Me causó curiosidad la película la Bruja, aquella protagonizada por Anya Taylor-Joy, porque corroboro otra vez el proceder oscuro del Halloween, pues, luego de escenas desesperantes, donde impera la angustia de una familia, donde hay muertes sucesivas, donde atemoriza el silencio de Dios, quien no responde a los rezos, y donde se dialoga con Satán, en fin, el personaje interpretado por la protagonista termina sin parentela por efecto de la brujería, y se dirige rendida y aletargada hacia un culto a Satanás, que marca el final indeseable de una cinta que verdaderamente sugestiona y llena de pavor. ¿Por qué la película muestra al mal como vencedor?, ¿Por qué las vísperas del Halloween siempre son así?, mediante realidades como la televisión, el cine, la vestimenta y otros aspectos, se da a entender un homenaje al terror. No es coincidencia que en el libro del Génesis, la paz que Dios estableció en el edén, fuese perturbada por el terror que infundió la maligna serpiente, luego de una estratagema letal; éste es precisamente uno de los mensajes del relato de la creación; dejar claro quién es el príncipe del mal y el miedo, ¿No creen que se parece al Halloween y su intención de infundir espanto?.
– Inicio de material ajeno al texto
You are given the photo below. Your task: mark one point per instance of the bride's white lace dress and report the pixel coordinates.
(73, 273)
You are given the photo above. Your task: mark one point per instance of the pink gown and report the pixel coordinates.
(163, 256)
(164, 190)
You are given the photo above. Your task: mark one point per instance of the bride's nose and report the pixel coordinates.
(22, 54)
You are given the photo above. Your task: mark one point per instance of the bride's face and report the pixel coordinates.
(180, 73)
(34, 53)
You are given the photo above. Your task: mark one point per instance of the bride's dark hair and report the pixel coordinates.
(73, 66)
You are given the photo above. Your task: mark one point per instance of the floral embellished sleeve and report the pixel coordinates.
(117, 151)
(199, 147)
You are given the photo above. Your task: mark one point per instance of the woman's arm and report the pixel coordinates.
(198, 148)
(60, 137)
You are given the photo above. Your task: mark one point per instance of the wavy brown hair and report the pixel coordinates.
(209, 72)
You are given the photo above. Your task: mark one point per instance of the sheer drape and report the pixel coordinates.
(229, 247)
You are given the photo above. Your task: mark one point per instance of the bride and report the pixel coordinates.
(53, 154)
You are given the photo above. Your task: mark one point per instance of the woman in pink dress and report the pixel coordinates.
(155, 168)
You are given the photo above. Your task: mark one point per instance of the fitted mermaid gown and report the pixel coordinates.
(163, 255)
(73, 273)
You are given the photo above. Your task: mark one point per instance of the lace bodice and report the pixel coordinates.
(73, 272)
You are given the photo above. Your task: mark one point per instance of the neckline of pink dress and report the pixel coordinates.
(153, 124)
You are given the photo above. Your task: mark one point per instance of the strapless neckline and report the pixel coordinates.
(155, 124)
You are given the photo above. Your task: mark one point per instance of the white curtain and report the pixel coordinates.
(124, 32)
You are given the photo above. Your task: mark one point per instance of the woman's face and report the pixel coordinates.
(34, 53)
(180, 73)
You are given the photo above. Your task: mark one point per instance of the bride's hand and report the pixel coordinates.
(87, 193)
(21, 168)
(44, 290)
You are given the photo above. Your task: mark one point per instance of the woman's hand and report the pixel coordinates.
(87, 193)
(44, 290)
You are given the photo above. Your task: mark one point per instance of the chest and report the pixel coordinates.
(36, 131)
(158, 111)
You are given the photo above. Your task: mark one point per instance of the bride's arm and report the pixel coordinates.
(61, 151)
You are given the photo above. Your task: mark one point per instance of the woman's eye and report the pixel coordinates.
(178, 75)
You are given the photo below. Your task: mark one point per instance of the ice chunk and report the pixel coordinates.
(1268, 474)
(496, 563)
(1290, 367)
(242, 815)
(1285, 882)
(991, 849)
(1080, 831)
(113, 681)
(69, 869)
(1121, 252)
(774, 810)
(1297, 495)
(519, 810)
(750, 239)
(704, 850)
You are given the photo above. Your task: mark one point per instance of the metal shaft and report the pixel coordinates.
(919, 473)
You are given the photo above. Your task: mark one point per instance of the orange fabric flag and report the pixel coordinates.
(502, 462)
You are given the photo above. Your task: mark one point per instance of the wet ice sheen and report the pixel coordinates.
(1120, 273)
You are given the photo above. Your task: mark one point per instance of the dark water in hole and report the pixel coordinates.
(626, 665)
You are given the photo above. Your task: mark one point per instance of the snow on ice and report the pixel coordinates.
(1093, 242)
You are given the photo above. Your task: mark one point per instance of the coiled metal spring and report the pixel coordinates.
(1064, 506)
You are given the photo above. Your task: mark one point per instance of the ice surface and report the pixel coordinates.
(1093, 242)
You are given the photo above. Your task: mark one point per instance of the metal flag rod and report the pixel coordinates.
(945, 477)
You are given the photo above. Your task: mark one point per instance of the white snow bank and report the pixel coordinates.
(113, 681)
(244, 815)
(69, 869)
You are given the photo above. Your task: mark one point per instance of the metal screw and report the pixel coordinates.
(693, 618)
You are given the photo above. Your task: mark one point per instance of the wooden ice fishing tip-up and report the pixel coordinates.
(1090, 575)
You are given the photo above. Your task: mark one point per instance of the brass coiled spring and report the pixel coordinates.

Lucifer, Belcebú, Satanás, el señor de las moscas, muchos nombres aluden al enemigo de Dios, al que no quiere armonía en la vida del hombre, al que se le rinde, créanlo, culto mediante esa juerga del 31 de octubre. A ese ser acusan los cristianos de ser promotor de esa fiesta oscura y siniestra, fiesta seductora, que entre colores negro y salmón, entre decoraciones y arañas terroríficas de vejigas, entre cosas llamativas como música y bebida, esconde el verdadero fin: idolatrar al diablo. El poder seductor de Satanás, aquel que engaño a Adán y Eva, aquel que incitó a David a hacer lo inadecuado, para luego acusarlo, es el mismo que como efluvio penetra en el alma de muchos distraídos y les muestra muy cultural y festivo esa fiesta de vísperas recalcitrantes de fantasmas, demonios, de siervos del diablo y desasosiego. Ese mismo poder seductor ha convencido a muchos de la manera más descarada de que tal convite puede considerarse como “día de los niños”, ¡por Dios!, cómo un día de los niños puede ser llamado o equiparado a un día de brujas; al iniciar la penumbra natural del giro terráqueo, cretinamente se comienza a desear una feliz noche de brujas; ¿Quiénes son las brujas? Son instrumentos de satán, hacen lo mismo que su señor, engañan por favores dados, producto de la magia negra del demonio, que cobra caro al alma de quien lo recibe, que condena furtivamente a no ver la luz perpetua de Dios, cuando partamos de este mundo al siglo futuro, o ¿No hemos dilucidado todavía el papel de las brujas y brujos, anunciados en las últimas páginas de la prensa amarillista y ensangrentada? “Amarro, atraigo, doblego”, así sea en contra de los sentimientos del conejillo de indias, de débil relación con Dios, ¿Qué clase de poder usan que no respetan la libertad que Dios nos dio?.
Halloween, juerga del diablo, cuidado con nuestros niños que son presas preferidas para sacrificios al maligno ese día; no se dejen engañar y endulzar por esa celebración despiadada. Un verdadero cristiano no atiende a las seducciones de ese homenaje horrendo, contrariamente, ese día pesado ora a Dios por la protección de todos sus hijos, amén.